24. A method of eliciting a protective immunity against a Staphyloccocus aureus associated disease in a mammal, said method comprising administering to said mammal an effective amount of a composition as defined in claim 1.

25. The method of claim 24, wherein the disease is selected from the group consisting of pneumonia, mastitis, phlebitis, meningitis, urinary tract infections, osteomyelitis and endocarditis.

26. The method of claim 25, wherein the disease is mastitis.

27. The method of claim 26, wherein the mammal consists of a human.

28. The method of claim 26, wherein the mammal consists of a bovine.

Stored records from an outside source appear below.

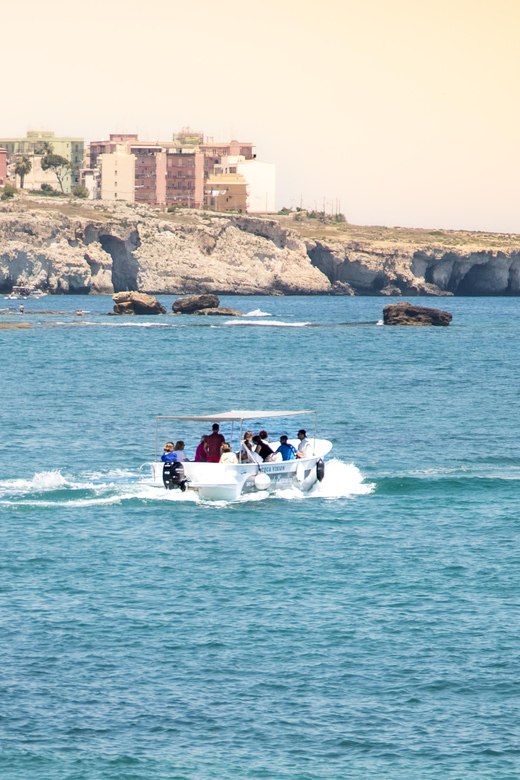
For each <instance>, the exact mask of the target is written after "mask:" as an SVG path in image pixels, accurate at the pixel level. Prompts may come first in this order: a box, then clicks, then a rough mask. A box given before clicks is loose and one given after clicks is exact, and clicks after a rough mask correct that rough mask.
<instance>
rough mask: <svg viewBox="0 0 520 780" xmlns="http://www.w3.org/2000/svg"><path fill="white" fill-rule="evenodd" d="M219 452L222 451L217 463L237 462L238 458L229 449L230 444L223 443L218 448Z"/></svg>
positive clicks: (229, 462)
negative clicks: (218, 462)
mask: <svg viewBox="0 0 520 780" xmlns="http://www.w3.org/2000/svg"><path fill="white" fill-rule="evenodd" d="M220 452H221V453H222V454H221V456H220V460H219V463H238V458H237V456H236V455H235V453H234V452H232V450H231V446H230V445H229V444H226V442H224V444H223V445H222V447H221V448H220Z"/></svg>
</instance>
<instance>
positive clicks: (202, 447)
mask: <svg viewBox="0 0 520 780" xmlns="http://www.w3.org/2000/svg"><path fill="white" fill-rule="evenodd" d="M207 438H208V437H207V436H206V435H204V436H201V437H200V444H199V446H198V447H197V449H196V450H195V463H206V461H207V459H208V456H207V455H206V439H207Z"/></svg>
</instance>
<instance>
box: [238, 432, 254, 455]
mask: <svg viewBox="0 0 520 780" xmlns="http://www.w3.org/2000/svg"><path fill="white" fill-rule="evenodd" d="M252 439H253V433H252V431H246V432H245V433H244V438H243V439H242V444H241V445H240V459H241V460H242V461H245V462H247V461H250V460H251V458H250V457H249V456H250V454H251V450H252V444H251V442H252Z"/></svg>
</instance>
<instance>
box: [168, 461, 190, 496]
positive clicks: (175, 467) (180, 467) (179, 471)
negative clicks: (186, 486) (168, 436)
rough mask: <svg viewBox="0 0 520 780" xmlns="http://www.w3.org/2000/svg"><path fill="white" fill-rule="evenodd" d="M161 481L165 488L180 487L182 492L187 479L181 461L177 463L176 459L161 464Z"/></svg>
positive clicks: (180, 488)
mask: <svg viewBox="0 0 520 780" xmlns="http://www.w3.org/2000/svg"><path fill="white" fill-rule="evenodd" d="M163 482H164V487H165V488H166V490H175V488H180V490H182V491H183V492H184V491H185V490H186V483H187V482H188V479H187V478H186V474H185V472H184V466H183V465H182V463H178V462H177V461H176V460H173V461H171V460H170V461H167V462H166V463H165V464H164V466H163Z"/></svg>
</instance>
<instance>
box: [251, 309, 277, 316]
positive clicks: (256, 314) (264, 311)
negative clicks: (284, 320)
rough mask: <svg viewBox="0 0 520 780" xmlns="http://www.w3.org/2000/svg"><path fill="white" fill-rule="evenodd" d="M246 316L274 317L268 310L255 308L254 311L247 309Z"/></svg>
mask: <svg viewBox="0 0 520 780" xmlns="http://www.w3.org/2000/svg"><path fill="white" fill-rule="evenodd" d="M244 316H245V317H272V316H273V315H272V314H270V313H269V312H268V311H262V309H253V311H247V312H246V313H245V315H244Z"/></svg>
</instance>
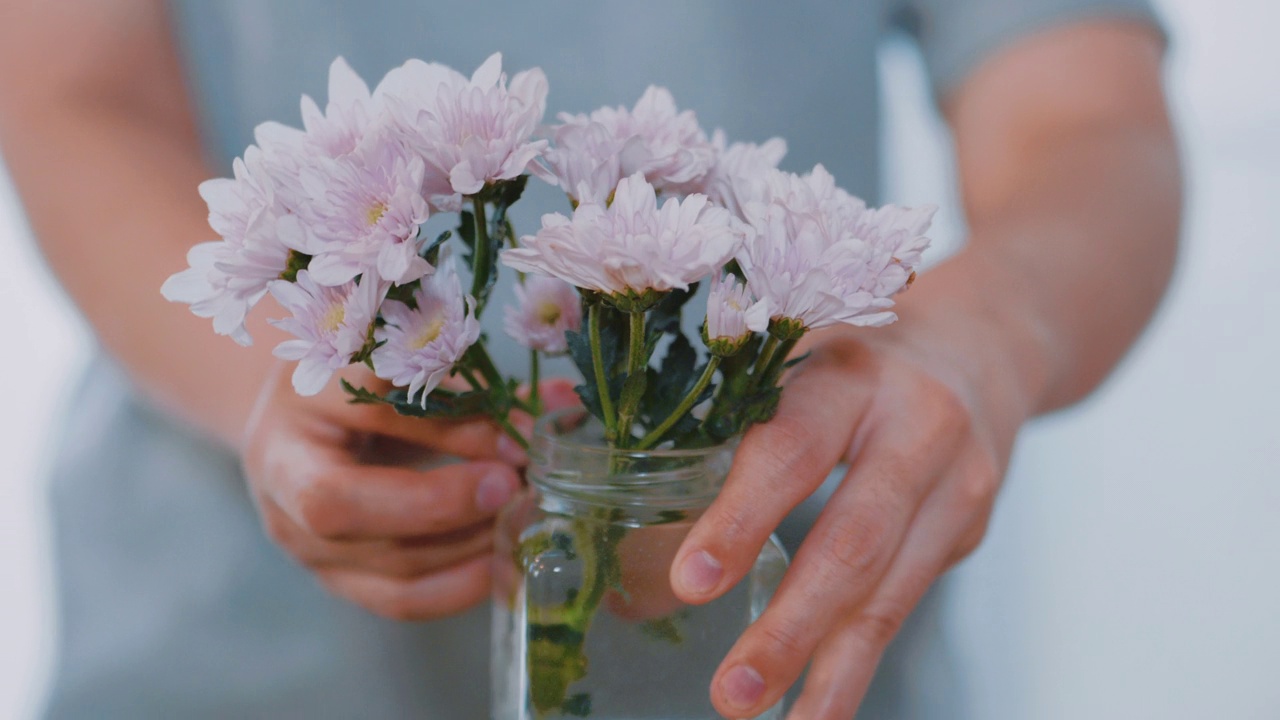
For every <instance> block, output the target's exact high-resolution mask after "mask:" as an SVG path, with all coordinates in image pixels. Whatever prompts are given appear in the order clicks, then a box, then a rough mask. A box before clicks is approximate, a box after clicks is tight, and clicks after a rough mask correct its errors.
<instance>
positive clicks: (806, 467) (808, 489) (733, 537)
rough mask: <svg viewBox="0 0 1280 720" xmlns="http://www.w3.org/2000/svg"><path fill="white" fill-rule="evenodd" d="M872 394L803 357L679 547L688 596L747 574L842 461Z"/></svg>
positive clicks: (862, 388)
mask: <svg viewBox="0 0 1280 720" xmlns="http://www.w3.org/2000/svg"><path fill="white" fill-rule="evenodd" d="M869 395H870V392H869V388H868V387H867V386H864V384H861V383H852V382H849V378H847V377H846V375H844V374H837V373H836V372H833V369H831V368H824V366H820V365H808V366H805V365H801V369H800V370H799V372H796V373H795V375H794V378H792V379H791V382H788V383H787V388H786V392H783V393H782V400H781V402H780V405H778V411H777V414H776V415H774V418H773V419H772V420H769V421H768V423H764V424H760V425H755V427H754V428H751V429H750V430H749V432H748V433H746V437H745V438H744V439H742V443H741V446H740V447H739V450H737V454H736V456H735V459H733V468H732V470H731V471H730V475H728V478H727V479H726V482H724V487H723V489H722V491H721V495H719V497H717V498H716V501H714V502H713V503H712V506H710V507H709V509H708V510H707V511H705V512H704V514H703V516H701V518H700V519H699V520H698V523H696V524H695V525H694V528H692V530H690V533H689V537H687V538H686V539H685V543H684V544H682V546H681V550H680V552H678V553H677V555H676V561H675V562H673V565H672V570H671V584H672V588H673V589H675V592H676V594H677V596H678V597H680V598H681V600H682V601H685V602H689V603H703V602H708V601H710V600H713V598H716V597H719V594H722V593H723V592H724V591H727V589H728V588H731V587H733V585H735V584H736V583H737V582H739V580H740V579H741V578H742V577H744V575H746V573H748V571H749V570H750V568H751V565H753V564H754V562H755V557H756V555H759V551H760V547H763V546H764V542H765V541H767V539H768V537H769V534H771V533H772V532H773V529H774V528H777V527H778V524H780V523H781V521H782V519H783V518H786V515H787V512H790V511H791V510H792V509H795V506H796V505H799V503H800V502H801V501H803V500H804V498H806V497H809V496H810V495H812V493H813V491H814V489H817V488H818V486H820V484H822V482H823V480H824V479H826V478H827V474H828V473H831V470H832V468H835V466H836V462H837V461H838V460H840V457H841V455H842V454H844V451H845V450H846V448H847V447H849V445H850V442H851V439H852V437H851V436H852V432H854V428H855V427H856V425H858V424H859V419H860V416H861V414H863V413H864V411H865V407H867V404H868V398H869ZM833 429H835V432H833ZM840 429H847V433H841V432H840Z"/></svg>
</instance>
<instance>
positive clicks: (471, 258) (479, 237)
mask: <svg viewBox="0 0 1280 720" xmlns="http://www.w3.org/2000/svg"><path fill="white" fill-rule="evenodd" d="M471 208H472V209H474V213H475V217H474V220H475V231H476V236H475V241H476V246H475V249H474V252H472V254H471V259H472V261H471V297H475V299H476V316H477V318H479V316H480V313H481V311H483V310H484V297H483V296H484V291H485V288H486V287H488V286H489V273H490V272H493V260H490V259H489V222H488V220H486V219H485V209H484V201H483V200H480V197H477V196H472V197H471Z"/></svg>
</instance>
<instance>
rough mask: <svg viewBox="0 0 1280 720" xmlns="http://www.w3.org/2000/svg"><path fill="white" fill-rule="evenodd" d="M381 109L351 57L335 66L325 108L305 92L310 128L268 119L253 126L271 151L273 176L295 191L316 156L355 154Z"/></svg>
mask: <svg viewBox="0 0 1280 720" xmlns="http://www.w3.org/2000/svg"><path fill="white" fill-rule="evenodd" d="M379 113H380V109H379V108H378V106H376V104H375V101H374V99H372V95H371V94H370V92H369V86H367V85H366V83H365V81H364V79H361V77H360V76H358V74H356V70H353V69H352V68H351V65H348V64H347V60H344V59H343V58H338V59H335V60H334V61H333V63H332V64H330V65H329V102H328V105H326V106H325V110H324V111H320V106H319V105H316V102H315V100H312V99H311V97H310V96H306V95H303V96H302V127H303V128H305V129H298V128H293V127H289V126H285V124H282V123H276V122H266V123H262V124H260V126H257V127H256V128H253V137H255V140H256V141H257V143H259V145H260V146H261V147H262V150H264V151H265V152H266V156H268V161H269V164H270V167H271V172H273V174H274V176H276V178H278V179H279V182H280V184H282V187H285V188H288V190H289V191H291V192H292V191H293V190H296V188H297V183H296V179H297V176H298V173H300V170H301V169H302V167H303V165H307V164H310V161H311V159H312V158H316V156H320V158H342V156H344V155H348V154H351V152H353V151H355V150H356V147H357V146H358V145H360V143H361V141H362V140H364V138H365V136H366V135H367V133H369V132H370V129H371V128H372V127H374V126H375V119H376V118H378V115H379Z"/></svg>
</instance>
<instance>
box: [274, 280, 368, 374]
mask: <svg viewBox="0 0 1280 720" xmlns="http://www.w3.org/2000/svg"><path fill="white" fill-rule="evenodd" d="M387 288H388V284H385V283H379V282H375V281H374V279H371V278H365V279H364V281H362V282H360V283H358V284H357V283H356V282H348V283H346V284H342V286H339V287H325V286H321V284H317V283H316V282H315V281H314V279H311V274H310V273H308V272H307V270H300V272H298V277H297V282H296V283H291V282H285V281H275V282H273V283H271V287H270V291H271V295H273V296H274V297H275V300H276V301H279V304H280V305H282V306H283V307H284V309H285V310H288V311H289V313H291V315H292V316H289V318H285V319H283V320H273V322H271V324H274V325H275V327H278V328H280V329H283V331H285V332H288V333H291V334H293V336H294V340H287V341H284V342H282V343H280V345H278V346H276V347H275V356H276V357H280V359H282V360H297V361H298V366H297V368H296V369H294V372H293V389H296V391H297V392H298V395H315V393H317V392H320V391H321V389H324V386H325V384H326V383H328V382H329V378H332V377H333V374H334V373H335V372H337V370H339V369H342V368H344V366H347V365H349V364H351V361H352V357H355V355H356V354H357V352H360V351H361V348H364V347H365V343H366V342H367V341H369V337H370V332H371V331H372V325H374V319H375V318H376V316H378V306H379V305H381V302H383V299H384V297H385V296H387Z"/></svg>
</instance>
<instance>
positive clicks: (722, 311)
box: [707, 275, 769, 347]
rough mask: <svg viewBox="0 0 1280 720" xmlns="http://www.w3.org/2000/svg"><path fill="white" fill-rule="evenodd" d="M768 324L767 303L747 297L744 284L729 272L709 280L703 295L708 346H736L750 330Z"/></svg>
mask: <svg viewBox="0 0 1280 720" xmlns="http://www.w3.org/2000/svg"><path fill="white" fill-rule="evenodd" d="M768 327H769V306H768V305H767V304H765V302H760V301H758V300H755V299H754V297H751V292H750V291H749V290H748V287H746V284H745V283H742V282H741V281H739V279H737V278H736V277H733V275H727V277H719V275H717V277H716V278H714V279H713V281H712V290H710V293H709V295H708V297H707V340H708V343H709V345H714V343H721V345H727V346H731V347H732V346H740V345H741V343H742V342H744V341H746V338H748V337H750V334H751V333H760V332H764V331H765V329H768Z"/></svg>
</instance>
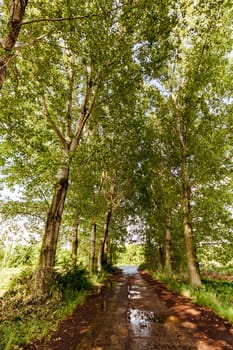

29. A DNA vaccine for preventing and/or treating a Staphyloccocus aureus associated disease, the vaccine comprising a plasmid and a pharmaceutically acceptable carrier, said plasmid comprising:

30. A method for preventing and/or treating a Staphyloccocus aureus associated disease in a mammal, comprising the step of administering to said mammal an effective amount of a DNA vaccine as defined in claim 29.

31. The method of claim 30, wherein the disease is selected from the group consisting of pneumonia, mastitis, phlebitis, meningitis, urinary tract infections, osteomyelitis and endocarditis.

32. The method of claim 31, wherein the disease is mastitis.